Shopping
Canada’s supermarkets are losing the battle for your grocery bill
Even as the federal government courts foreign grocery chains in an attempt to lure more competition to Canada, there’s mounting evidence Canadian consumers have already massively shifted their grocery shopping away from Canada’s supermarket oligopoly.
And the big winners include foreign giants such as Walmart WMT-N and Costco.
While Statistics Canada reported a drop in retail sales this week, one big exception was the general merchandise category. Compared to last year, general merchandisers saw inflation-adjusted sales climb 12 per cent, while food and beverage stores suffered a real sales decline of 0.9 per cent.

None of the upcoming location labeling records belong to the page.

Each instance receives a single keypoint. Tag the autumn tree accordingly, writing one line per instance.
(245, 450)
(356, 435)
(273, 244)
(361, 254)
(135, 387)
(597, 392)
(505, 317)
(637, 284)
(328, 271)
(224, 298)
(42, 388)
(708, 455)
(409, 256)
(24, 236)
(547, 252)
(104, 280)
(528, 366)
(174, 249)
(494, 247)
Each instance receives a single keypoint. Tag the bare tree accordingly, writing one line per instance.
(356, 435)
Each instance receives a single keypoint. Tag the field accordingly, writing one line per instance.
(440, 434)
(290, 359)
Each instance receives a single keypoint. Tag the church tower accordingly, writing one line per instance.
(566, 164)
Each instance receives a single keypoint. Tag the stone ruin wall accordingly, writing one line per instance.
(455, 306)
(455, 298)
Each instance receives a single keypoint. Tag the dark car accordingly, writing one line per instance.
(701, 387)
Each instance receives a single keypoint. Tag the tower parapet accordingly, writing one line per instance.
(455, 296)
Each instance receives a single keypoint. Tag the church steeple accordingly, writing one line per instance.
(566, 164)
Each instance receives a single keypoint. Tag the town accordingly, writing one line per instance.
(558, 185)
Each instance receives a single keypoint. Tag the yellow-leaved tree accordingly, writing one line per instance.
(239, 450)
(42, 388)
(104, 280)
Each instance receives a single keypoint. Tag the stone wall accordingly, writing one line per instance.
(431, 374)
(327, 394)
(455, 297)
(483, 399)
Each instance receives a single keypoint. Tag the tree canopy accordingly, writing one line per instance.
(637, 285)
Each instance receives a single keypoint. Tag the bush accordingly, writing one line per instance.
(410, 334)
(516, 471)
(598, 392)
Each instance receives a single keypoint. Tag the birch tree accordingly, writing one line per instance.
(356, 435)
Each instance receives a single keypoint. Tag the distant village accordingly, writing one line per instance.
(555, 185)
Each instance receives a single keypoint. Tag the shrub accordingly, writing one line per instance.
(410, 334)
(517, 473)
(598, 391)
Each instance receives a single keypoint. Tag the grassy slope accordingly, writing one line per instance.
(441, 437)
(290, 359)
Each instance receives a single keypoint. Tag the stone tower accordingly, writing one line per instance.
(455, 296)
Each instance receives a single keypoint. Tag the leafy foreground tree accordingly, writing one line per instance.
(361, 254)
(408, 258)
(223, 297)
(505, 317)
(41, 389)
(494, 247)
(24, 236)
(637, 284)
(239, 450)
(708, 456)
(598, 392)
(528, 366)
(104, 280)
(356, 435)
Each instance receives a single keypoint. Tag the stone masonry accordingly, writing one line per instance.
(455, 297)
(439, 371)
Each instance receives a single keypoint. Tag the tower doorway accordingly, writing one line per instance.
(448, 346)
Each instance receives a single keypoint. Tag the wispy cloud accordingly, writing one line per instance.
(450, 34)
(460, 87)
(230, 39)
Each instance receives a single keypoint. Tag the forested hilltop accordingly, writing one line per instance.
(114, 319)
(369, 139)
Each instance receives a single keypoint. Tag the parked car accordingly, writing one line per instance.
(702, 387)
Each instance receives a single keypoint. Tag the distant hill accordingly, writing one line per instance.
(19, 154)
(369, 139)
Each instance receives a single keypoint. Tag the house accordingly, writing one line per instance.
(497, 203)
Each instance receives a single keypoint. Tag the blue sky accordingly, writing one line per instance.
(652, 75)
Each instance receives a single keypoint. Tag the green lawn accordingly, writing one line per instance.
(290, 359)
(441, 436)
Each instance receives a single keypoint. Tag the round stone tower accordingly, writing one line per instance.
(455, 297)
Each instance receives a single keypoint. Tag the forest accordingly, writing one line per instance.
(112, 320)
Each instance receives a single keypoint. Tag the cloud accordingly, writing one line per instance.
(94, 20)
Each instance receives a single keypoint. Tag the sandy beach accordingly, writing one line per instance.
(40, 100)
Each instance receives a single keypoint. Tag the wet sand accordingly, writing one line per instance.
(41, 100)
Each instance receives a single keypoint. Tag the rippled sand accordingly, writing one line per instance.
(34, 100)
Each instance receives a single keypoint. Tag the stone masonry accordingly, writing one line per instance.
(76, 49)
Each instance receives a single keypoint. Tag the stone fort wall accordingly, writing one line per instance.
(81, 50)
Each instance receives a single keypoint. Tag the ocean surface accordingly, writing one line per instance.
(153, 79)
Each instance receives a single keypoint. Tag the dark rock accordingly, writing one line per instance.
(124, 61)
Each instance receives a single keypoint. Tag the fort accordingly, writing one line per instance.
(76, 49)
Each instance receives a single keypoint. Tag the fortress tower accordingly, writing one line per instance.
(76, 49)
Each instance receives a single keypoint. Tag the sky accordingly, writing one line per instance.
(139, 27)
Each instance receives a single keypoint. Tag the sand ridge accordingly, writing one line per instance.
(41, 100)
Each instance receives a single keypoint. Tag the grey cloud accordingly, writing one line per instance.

Those numbers don’t break out what items shoppers were buying. But retail commodity data released earlier this month by Statscan does, and it shows that food sales at general merchandisers are vastly outpacing those at traditional grocery stores. As of the fourth quarter of 2023, real food purchases at general merchandisers grew nearly 16 per cent from the year before, nearly eight times faster than the pace at food and beverage stores.
In fact, for every dollar Canadians spent on food at grocery stores in the fourth quarter of 2023, they spent 42 cents on food at a general merchandiser. In 2019 it was just 26 cents.
In the general merchandise space, food sales are dominated by Walmart and Costco Wholesale Corp COST-Q., the two largest food retailers after the big-three domestic grocery chains Loblaw Cos. Ltd. L-T, Sobeys Inc. EMP-A-T and Metro MRU-T, with roughly 17 per cent of the market between them in 2022, according to Canadian Grocer magazine. Other domestic general merchandisers, such as discounters Dollarama Inc. and Giant Tiger, have also ramped up their food offerings.
The competition is clearly helping. Food inflation cooled again in March, with the annual price increase for food purchased from stores slowing to 1.9 per cent in March, from 2.4 per cent in February.